The vocals have a laid back charm to them and the band play with an effortless ease ending with a cheeky whisper


"Don't leave me"


"No More Tears" opens to majestically mournful fiddle and piano, akin to a sort of americana "Nights In White Satin". The mood is now a lot darker, the novelty if thet is the right word has definitely worn off.


"Heard the news on the radio - must have been several years ago

Only young so we didn't know how the world would change

Same old signs in the picket lines

Same old words in the daily Times

Read the headlines and realise that it never ends"


It is a song of someone worn down by the relentlessness of everything


"I've got no more tears left to cry" is perfectly captured by a vocal that somehow has the feeling of exhaustion stamped over it


With grand production values it is as lyrically hauntingly sad as it is musically beautiful.


Starting to the sound of a stylus hitting a record, "Simple Life" opens to an old time chorus of harmonies played out over an acoustic guitar in a very low fi fashion, before bursting into life with an array of stringed instruments.


Initially there is a hint of optimism ( albeit maybe more bravado than real hope ) in the air


"Somethings going to change I can feel it in my bones

If I'm lying to myself then I know I'm not alone"


The subsequent verse, although still hopeful seems less sure


"Somethings going to change

I can feel it when I look up through the stars

I don't need the pull of money

Or the sound or the distant sound of music from the bars"

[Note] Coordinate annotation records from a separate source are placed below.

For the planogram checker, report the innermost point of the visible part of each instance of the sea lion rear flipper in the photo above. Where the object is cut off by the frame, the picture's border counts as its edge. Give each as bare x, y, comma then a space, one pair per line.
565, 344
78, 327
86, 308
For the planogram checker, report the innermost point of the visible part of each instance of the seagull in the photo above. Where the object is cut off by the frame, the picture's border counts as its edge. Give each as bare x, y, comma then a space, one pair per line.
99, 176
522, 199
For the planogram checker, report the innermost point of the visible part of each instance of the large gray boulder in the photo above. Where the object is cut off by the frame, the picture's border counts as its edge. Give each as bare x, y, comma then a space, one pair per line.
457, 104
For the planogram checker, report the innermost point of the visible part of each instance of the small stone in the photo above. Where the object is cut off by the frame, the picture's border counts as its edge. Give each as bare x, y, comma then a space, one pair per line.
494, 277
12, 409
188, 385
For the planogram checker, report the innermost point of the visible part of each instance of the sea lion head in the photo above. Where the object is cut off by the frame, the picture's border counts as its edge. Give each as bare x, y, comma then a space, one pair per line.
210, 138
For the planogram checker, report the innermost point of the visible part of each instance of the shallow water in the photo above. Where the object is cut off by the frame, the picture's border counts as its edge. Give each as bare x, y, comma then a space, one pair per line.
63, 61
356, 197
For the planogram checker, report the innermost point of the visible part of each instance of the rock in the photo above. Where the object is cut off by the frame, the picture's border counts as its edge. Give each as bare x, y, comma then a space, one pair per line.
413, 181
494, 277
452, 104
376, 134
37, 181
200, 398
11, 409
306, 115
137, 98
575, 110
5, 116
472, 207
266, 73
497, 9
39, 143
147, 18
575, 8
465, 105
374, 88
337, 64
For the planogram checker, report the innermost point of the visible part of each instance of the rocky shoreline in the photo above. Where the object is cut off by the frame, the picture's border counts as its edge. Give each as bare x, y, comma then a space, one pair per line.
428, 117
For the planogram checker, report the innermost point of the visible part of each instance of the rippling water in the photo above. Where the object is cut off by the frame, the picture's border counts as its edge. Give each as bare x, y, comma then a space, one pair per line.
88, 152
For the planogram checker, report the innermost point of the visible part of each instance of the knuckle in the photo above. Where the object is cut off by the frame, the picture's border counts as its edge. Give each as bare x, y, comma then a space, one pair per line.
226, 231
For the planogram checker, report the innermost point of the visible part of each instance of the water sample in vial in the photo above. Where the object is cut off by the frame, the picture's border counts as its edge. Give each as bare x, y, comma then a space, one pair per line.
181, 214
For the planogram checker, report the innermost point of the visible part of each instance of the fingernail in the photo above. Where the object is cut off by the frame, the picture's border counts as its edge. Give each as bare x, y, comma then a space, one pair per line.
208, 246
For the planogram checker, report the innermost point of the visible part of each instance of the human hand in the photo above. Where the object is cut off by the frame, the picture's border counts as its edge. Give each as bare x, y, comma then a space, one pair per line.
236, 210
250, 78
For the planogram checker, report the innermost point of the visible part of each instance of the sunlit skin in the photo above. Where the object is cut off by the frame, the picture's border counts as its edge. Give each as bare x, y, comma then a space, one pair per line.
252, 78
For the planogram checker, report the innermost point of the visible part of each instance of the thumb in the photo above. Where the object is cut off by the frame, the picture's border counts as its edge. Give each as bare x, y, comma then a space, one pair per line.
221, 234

By the bridge - the singer has reneged on all the promises of personal change and is out being lured by all that he had previously promised to forsake and he's later to be found in "The shiny neon lights"


In a 3 minute song that questions whether people can truly change, the success is down to the delivery of the vocals, positively upbeat and hopeful in the opening verses, and then accepting the reality in the bridge and final verse.

From the start of "Hard Times" where the opening bars are played out over a background of gloomy news reports this has the felling of something special about it and here presented in its full nearly 7 minute format, it is a wonderful epic tune.


The chorus hints at the worries brought on by the precarious financial position people now find themselves in and that fear that things will not get better - that there is no cure to the crisis


"Everybody's talking about Hard Times

You teleport your way into my mind

From worlds afar I've left behind

Hard Times the medicine I need never arrives

I see the magic in your eyes"



The overall beautiful mandolin led sound is punctured by a scuzzy electric guitar solo which somehow fits perfectly. As the song develops further the intensity of the playing and the background news reports get louder and louder and as the vocals try to match, it all builds to a barn stormingly mad, almost "A Day In The Life" folk orchestra' crescendo that fully justifies the epic tag.


Closing with "Fun While It Lasted" - Forty Elephant Gang leave us on something of a dreamy lullaby, though there's a gloomy undertone that the best may have passed and what is there to look forward to?


The vocals are suitably pragmatic and downbeat, accepting that the good times may have passed.


"As the embers burn away - down to ashes yesterday - It's gone but it was fun while it lasted

As the music softly fades, to an evenings serenade it's done but it was fun while it lasted"


There is a suggestion that this part of the natural cycle of things


"I don't see the point in any complaining - you only see the sunshine after it's raining - is this not the same thing?"


For a song with the word "Fun" in the title there is not really a lot of fun to be had


It's very strong EP that refuses to be pigeonholed - the main constants being the harmonies, the beautiful instrumentation throughout especially that prominent mandolin and the distinct British feel to it. The Forty Elephant Gang have a refreshing outlook in their subject matter and their writing is certainly superior, subtle and definitely worthy of your attention.